Severe hypoxemia typically accompanied by almost normal respiratory system compliance characterized by COVID-19 pneumonia, a particular illness. (7) This results in many patients experiencing an odd condition known as "happy hypoxia" or "silent hypoxemia. (8) Despite being hypoxemic, patients do not exhibit dyspnea or tachycardia and appear to be working properly. Patients who are critically ill typically demand a lot of oxygen.
Invasive positive pressure breathing and high-flow oxygen treatment were also employed. ARDS can occur in some individuals, necessitating invasive ventilation. (9) To increase the chance of survival, employ any treatment that improves oxygenation and reduces lung damage. Early intubation was used to reduce breathing labour and prevent self-inflicted lung damage in these patients (P-SILI). (7,10) Later, it was discovered that this procedure had a significant rate of complications and death. (11,12)
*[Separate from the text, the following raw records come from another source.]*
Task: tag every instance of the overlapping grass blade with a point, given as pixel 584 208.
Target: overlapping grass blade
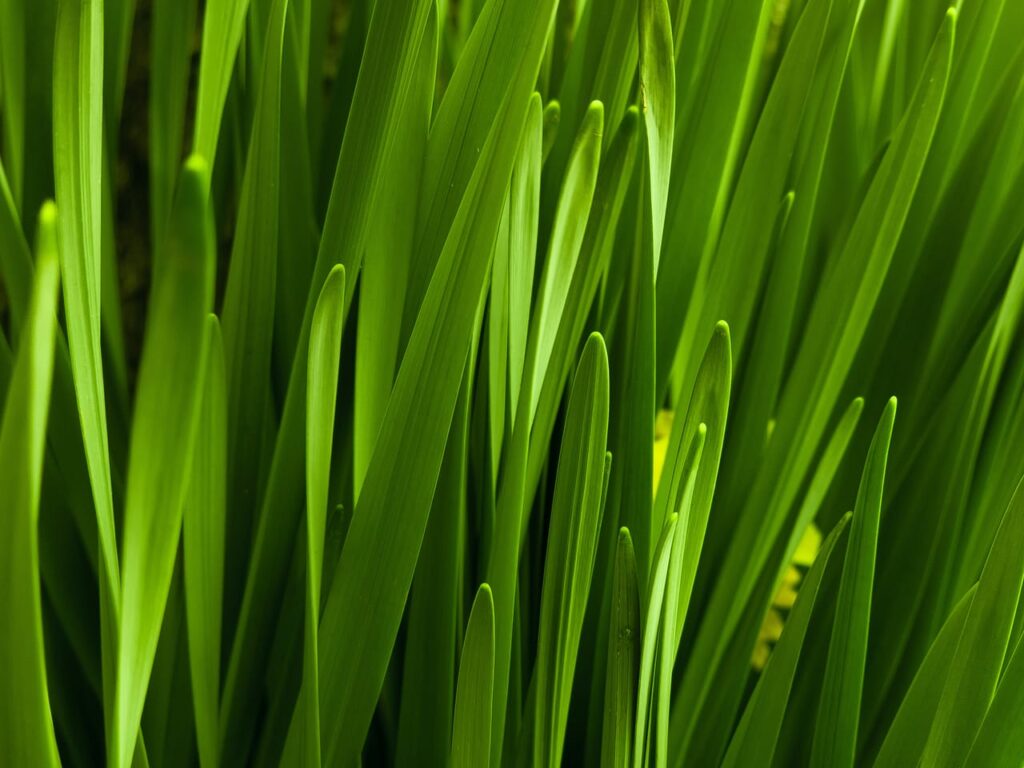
pixel 172 28
pixel 907 734
pixel 674 612
pixel 247 316
pixel 78 154
pixel 733 284
pixel 623 658
pixel 566 239
pixel 167 401
pixel 430 373
pixel 471 733
pixel 709 151
pixel 223 23
pixel 977 664
pixel 203 531
pixel 325 354
pixel 26 723
pixel 653 614
pixel 657 97
pixel 708 410
pixel 839 714
pixel 388 68
pixel 389 253
pixel 758 730
pixel 999 740
pixel 576 520
pixel 12 86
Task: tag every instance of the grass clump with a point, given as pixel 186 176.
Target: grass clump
pixel 517 383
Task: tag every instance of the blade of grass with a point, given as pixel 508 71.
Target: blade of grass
pixel 566 240
pixel 247 316
pixel 471 733
pixel 78 169
pixel 907 734
pixel 653 613
pixel 12 87
pixel 203 530
pixel 1000 740
pixel 27 735
pixel 672 620
pixel 757 733
pixel 839 714
pixel 389 60
pixel 976 667
pixel 385 271
pixel 167 406
pixel 624 658
pixel 172 30
pixel 223 23
pixel 657 96
pixel 430 373
pixel 325 355
pixel 576 520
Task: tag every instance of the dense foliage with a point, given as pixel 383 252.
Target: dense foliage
pixel 516 384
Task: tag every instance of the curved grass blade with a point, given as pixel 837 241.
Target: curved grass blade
pixel 203 530
pixel 12 87
pixel 325 355
pixel 27 735
pixel 609 197
pixel 388 67
pixel 576 519
pixel 657 96
pixel 223 23
pixel 386 264
pixel 908 732
pixel 172 28
pixel 624 658
pixel 757 734
pixel 709 409
pixel 1000 740
pixel 975 669
pixel 471 732
pixel 649 642
pixel 247 316
pixel 78 158
pixel 733 284
pixel 162 439
pixel 675 605
pixel 407 461
pixel 15 261
pixel 835 331
pixel 836 729
pixel 512 283
pixel 566 240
There was also a shortage of resources and people during the epidemic, particularly in poorer countries. Classic ARDS patients know how important prone position ventilation is. (13) Because the gas is distributed evenly in the prone position, the ventilation-perfusion (VQ) mismatch is reduced. There is an improvement in oxygenation because the intrapulmonary shunt is lessened, and the atherosclerosis-affected lung regions are open enough for sufficient sputum drainage. (4,14) Additionally, the transpulmonary pressure gradient is decreased, resulting in less barotrauma. COVID-19 individuals were studied in emergency departments and hospital wards using awake prone posture to stabilize their blood oxygen levels. (15,16)
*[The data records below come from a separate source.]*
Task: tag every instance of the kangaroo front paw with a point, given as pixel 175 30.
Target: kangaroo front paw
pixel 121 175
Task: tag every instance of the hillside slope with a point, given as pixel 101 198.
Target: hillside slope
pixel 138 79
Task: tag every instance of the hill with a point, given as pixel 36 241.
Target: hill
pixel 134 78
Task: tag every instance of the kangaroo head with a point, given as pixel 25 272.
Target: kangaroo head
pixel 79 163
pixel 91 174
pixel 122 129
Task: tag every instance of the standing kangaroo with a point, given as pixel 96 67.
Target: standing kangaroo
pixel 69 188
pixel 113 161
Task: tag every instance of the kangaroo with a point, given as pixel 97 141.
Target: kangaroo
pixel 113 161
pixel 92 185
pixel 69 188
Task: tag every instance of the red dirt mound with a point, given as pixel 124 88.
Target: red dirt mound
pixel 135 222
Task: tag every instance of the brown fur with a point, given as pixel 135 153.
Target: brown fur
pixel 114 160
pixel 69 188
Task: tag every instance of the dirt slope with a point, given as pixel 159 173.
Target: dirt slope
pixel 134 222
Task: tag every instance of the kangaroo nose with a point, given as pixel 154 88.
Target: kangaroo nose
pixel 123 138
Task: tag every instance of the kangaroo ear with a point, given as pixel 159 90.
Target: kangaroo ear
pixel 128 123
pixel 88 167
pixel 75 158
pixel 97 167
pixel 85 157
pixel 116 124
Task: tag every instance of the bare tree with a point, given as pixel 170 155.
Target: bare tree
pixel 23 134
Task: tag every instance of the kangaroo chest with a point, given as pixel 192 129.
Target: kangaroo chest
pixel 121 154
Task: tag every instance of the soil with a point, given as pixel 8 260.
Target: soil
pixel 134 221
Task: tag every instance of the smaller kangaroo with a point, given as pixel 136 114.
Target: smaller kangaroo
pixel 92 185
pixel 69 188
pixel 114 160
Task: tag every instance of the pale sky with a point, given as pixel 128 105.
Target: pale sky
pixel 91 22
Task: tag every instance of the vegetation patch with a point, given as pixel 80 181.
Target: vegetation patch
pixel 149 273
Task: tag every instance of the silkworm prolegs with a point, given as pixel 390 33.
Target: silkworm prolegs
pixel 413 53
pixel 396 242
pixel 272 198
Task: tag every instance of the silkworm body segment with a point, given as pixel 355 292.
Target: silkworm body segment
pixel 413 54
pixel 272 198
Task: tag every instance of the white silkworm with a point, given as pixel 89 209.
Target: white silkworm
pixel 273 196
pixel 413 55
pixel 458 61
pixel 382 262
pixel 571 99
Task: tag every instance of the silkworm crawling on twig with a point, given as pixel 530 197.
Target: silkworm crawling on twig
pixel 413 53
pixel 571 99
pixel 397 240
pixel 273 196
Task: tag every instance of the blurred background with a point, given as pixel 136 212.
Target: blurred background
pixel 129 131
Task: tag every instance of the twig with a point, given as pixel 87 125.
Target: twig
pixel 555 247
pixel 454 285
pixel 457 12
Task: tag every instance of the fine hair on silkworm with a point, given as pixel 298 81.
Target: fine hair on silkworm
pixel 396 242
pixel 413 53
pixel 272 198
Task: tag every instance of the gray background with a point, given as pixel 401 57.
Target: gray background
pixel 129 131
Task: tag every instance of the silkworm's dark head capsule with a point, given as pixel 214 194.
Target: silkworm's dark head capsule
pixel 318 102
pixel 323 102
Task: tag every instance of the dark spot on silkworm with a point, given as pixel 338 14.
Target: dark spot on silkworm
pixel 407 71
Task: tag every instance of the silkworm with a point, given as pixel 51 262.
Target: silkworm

In moderately ill ARDS patients, studies have indicated that early use of prone posture with a high-flow nasal cannula (HFNC) can help to prevent intubation. (17,18) According to our findings, the median P/f ratio improved considerably from the supine to the prone position from the first to the tenth day. There are (59, 78.67%) more male patients in our sample than female patients, and males die at a greater rate (p=0.049) than females. 78.61% of patients had hypertension, 41.33% had bronchial asthma, and 5% had diabetes mellitus (40.00 percent). Regarding hypertension and comorbid conditions, the risk of death increases by 33.44 percent (95% confidence interval [CI] 0.58 – 1912.87].
The prone position was well-tolerated by most patients, who saw an improvement in their symptoms as a result. Furthermore, we are aware that additional COVID-19 treatments may have influenced the patient's overall health. (19,20) Hence, in COVID-19 patients, awake proning with high-flow oxygen treatment showed low-risk and low-cost rescue therapy that was simple to execute and tolerated.
Awake-prone positioning showed marked improvement in P/f ratio and SpO2 in COVID-19 patients, improving clinical symptoms and minimal complications. We reduced the intubation rates, which helped offload the resource and workforce burden on the healthcare system during a pandemic.